We deem it expedient to enter our humble protest against the proposed scheme for reducing the number of jurymen from twelve to seven. Attorney-General thinks that it would be the means of reducing the inconvenience which jurymen suffer at the present time; but surely out of so many thousands who are duly qualified to serve on juries, a "handful" of men can hardly make a difference? The Attorney-General says, if we remember rightly, that there is nothing magical in the number twelve. Decidedly not: but seeing that even twelve jurors often take a long time to decide cases of a complicated nature, it is evident that the more heads there are the better; and if we may be allowed to employ a culinary phrase, we think that on this occasion "too many cooks, &c.," will scarcely apply. We are exceedingly pleased to hear that the learned judges have entered their powerful, not "very humble," protest against the proposition. Most advocates will agree in saying that they are able to address a large audience with greater effect than a small one. If, however, the Attorney-General is in the habit of addressing his reflection in the looking-glass, a plan that has been adopted by many eminent orators, we can quite understand that it is immaterial whether he addresses a jury composed of six or fifty persons.

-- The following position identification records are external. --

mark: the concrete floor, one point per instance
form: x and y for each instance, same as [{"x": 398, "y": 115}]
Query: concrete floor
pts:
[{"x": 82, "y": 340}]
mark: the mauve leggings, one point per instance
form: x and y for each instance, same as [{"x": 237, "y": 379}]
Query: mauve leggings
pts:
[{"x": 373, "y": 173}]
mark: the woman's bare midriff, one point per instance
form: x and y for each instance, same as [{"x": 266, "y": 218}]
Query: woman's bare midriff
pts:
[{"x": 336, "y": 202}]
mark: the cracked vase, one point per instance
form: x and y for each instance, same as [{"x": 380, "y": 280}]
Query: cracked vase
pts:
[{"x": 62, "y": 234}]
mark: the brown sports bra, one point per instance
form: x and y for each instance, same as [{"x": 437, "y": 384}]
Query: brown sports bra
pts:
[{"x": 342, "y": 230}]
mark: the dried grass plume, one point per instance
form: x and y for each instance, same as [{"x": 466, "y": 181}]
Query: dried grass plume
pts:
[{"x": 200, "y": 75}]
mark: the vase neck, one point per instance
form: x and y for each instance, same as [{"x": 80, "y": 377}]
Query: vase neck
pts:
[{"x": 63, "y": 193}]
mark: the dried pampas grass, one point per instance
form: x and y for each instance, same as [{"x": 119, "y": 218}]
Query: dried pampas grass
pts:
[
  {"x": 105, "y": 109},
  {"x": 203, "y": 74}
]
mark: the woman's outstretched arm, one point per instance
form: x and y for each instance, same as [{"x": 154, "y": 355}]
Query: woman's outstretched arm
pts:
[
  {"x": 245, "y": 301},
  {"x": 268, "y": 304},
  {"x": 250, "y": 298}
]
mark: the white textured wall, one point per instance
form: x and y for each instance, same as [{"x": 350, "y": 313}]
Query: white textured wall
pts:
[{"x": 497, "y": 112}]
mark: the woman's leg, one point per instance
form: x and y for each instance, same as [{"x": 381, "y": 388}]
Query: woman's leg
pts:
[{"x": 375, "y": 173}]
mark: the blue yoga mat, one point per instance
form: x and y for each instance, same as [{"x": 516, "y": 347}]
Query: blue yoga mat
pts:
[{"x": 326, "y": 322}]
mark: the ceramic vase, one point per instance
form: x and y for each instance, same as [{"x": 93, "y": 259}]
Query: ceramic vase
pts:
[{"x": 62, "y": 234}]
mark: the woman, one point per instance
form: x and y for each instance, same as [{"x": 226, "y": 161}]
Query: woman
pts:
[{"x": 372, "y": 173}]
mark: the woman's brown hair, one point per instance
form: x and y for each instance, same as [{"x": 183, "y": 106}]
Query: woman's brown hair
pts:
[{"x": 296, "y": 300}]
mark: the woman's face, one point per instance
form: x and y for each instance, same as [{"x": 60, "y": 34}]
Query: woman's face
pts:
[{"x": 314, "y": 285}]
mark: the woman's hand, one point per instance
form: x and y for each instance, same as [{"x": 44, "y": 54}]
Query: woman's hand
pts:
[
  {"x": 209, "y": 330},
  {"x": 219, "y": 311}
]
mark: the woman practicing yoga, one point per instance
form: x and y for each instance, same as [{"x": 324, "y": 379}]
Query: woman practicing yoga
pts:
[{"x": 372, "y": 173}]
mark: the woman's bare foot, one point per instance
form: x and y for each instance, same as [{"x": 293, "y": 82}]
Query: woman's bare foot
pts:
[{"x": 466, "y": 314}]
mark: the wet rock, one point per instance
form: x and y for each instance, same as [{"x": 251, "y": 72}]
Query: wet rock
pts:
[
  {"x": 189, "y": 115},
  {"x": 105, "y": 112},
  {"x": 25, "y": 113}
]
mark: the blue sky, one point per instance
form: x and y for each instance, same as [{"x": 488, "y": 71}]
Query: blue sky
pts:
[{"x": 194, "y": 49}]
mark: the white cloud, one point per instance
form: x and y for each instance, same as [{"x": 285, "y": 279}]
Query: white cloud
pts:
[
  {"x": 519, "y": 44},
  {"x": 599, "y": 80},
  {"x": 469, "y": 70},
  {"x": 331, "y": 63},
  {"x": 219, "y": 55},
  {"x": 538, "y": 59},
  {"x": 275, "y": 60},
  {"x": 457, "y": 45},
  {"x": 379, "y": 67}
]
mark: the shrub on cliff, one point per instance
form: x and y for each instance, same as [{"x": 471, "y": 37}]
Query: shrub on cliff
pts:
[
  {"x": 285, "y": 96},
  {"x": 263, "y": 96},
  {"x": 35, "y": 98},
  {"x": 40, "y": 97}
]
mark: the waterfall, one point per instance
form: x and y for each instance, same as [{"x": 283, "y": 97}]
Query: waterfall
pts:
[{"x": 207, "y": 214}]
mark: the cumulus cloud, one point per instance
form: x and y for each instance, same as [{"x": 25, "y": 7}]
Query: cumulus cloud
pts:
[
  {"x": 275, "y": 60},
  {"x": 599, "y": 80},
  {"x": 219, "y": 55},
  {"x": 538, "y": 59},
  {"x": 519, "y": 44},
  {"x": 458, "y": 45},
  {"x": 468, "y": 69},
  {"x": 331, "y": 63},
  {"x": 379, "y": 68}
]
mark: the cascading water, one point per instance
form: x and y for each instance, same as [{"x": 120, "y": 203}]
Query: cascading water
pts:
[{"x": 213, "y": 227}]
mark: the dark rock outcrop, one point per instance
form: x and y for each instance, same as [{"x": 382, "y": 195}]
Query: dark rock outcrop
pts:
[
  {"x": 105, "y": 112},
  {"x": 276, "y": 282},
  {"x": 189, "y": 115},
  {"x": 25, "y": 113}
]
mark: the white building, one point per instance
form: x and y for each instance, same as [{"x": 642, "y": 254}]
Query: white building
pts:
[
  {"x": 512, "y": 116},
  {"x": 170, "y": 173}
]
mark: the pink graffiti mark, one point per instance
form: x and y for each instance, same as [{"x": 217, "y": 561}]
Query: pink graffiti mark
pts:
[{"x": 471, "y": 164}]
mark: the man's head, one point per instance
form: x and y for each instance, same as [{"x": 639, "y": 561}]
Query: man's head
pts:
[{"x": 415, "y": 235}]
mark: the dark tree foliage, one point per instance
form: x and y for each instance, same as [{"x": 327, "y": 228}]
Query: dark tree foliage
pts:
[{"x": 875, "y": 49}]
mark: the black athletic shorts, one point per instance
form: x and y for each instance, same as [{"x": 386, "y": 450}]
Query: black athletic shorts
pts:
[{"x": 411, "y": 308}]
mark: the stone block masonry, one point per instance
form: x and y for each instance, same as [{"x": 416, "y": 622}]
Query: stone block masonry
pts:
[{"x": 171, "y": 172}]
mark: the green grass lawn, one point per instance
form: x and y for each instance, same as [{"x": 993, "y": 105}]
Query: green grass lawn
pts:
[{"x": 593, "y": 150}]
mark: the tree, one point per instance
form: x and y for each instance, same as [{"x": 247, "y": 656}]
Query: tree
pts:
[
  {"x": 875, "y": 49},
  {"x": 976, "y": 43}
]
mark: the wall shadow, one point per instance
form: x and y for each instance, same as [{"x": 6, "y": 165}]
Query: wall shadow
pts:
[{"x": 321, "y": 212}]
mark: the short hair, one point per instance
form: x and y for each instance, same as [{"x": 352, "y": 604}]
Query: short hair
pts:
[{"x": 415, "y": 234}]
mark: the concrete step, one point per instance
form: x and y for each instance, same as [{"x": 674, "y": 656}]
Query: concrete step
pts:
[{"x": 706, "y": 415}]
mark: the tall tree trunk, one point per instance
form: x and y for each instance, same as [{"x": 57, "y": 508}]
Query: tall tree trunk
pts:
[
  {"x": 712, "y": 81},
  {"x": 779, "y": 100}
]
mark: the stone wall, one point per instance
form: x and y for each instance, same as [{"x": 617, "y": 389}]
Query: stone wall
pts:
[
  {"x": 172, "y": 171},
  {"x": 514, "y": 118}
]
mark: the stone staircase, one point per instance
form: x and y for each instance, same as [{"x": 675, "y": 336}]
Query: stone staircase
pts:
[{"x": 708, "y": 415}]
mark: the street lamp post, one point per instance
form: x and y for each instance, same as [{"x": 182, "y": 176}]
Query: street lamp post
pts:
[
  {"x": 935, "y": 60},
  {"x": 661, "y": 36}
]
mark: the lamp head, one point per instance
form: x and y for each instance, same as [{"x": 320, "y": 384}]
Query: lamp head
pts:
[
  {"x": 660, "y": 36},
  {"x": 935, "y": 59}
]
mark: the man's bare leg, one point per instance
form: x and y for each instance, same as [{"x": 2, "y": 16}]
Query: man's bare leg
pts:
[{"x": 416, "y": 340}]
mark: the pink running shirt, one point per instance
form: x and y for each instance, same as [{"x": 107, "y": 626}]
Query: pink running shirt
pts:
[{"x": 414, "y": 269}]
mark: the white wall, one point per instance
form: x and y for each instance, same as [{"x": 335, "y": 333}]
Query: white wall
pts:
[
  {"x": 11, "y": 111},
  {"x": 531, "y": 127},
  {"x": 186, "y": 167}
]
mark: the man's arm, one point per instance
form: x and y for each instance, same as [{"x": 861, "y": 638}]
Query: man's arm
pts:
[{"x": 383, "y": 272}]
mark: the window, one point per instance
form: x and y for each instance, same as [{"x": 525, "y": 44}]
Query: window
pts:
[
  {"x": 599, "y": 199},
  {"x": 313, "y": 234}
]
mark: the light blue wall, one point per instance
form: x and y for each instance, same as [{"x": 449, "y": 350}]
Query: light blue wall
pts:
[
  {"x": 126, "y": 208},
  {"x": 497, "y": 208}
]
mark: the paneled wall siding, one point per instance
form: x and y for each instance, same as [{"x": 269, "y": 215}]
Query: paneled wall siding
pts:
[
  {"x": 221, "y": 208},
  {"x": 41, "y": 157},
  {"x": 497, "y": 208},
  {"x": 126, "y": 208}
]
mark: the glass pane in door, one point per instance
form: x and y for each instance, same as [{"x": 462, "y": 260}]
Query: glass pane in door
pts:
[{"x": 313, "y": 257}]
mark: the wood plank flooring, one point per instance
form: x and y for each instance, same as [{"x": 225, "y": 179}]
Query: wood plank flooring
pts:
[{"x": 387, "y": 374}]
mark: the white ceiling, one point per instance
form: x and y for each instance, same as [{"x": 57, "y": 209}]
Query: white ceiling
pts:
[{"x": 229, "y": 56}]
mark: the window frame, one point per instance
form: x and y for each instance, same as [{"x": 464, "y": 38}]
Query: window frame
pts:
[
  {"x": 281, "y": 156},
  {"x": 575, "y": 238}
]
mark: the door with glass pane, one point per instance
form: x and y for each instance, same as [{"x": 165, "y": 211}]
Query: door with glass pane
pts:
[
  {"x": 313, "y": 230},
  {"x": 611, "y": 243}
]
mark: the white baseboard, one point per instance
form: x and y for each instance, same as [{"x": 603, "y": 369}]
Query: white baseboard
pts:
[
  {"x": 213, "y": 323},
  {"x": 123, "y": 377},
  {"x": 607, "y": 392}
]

It must be borne in mind that as matters of fact are left to be decided by juries, the larger number the better, especially as men are not infallible, and that even our most eminent lawyers are continually over-ruling the decisions of one another. If we trace the growth of trial by jury, we see that twelve has always been the number of jurymen selected. The oldest Saxon law remaining is a part of the agreement between Alfred and Guthrum. It is this: "If any one accuse a king's thane of homicide, if he dare to purge himself, let him do it along with twelve king's thanes." At a later period we find the sheriff choosing twelve compurgators, residents of the vicinage, and adding them to the twelve or twenty-four selected by the accused himself. A law of Ethelred II. refers to an arrangement which, though different from the preceding, tends to show that twelve was the number selected. It was this: "Let the sheriff and twelve principal thanes go out and swear on the relies not to acquit the guilty nor convict the innocent." Blackstone remarks: "But in settling and adjusting a question of fact, when entrusted to any single magistrate, partiality and injustice have an ample field to range in; either by boldly asserting that to be proved which is not so, or by more artfully suppressing some circumstances, stretching and warping others, and distinguishing away the remainder. Here, therefore, a competent number of sensible and upright jurymen, chosen by lot from among those of the middle rank, will be found the best investigators of truth, and the surest guardians of public justice. For the most powerful individual in the state will be cautious of committing any flagrant invasion of another's right, when he knows that the fact of his oppression must be examined and decided by twelve indifferent men, not appointed till the hour of trial."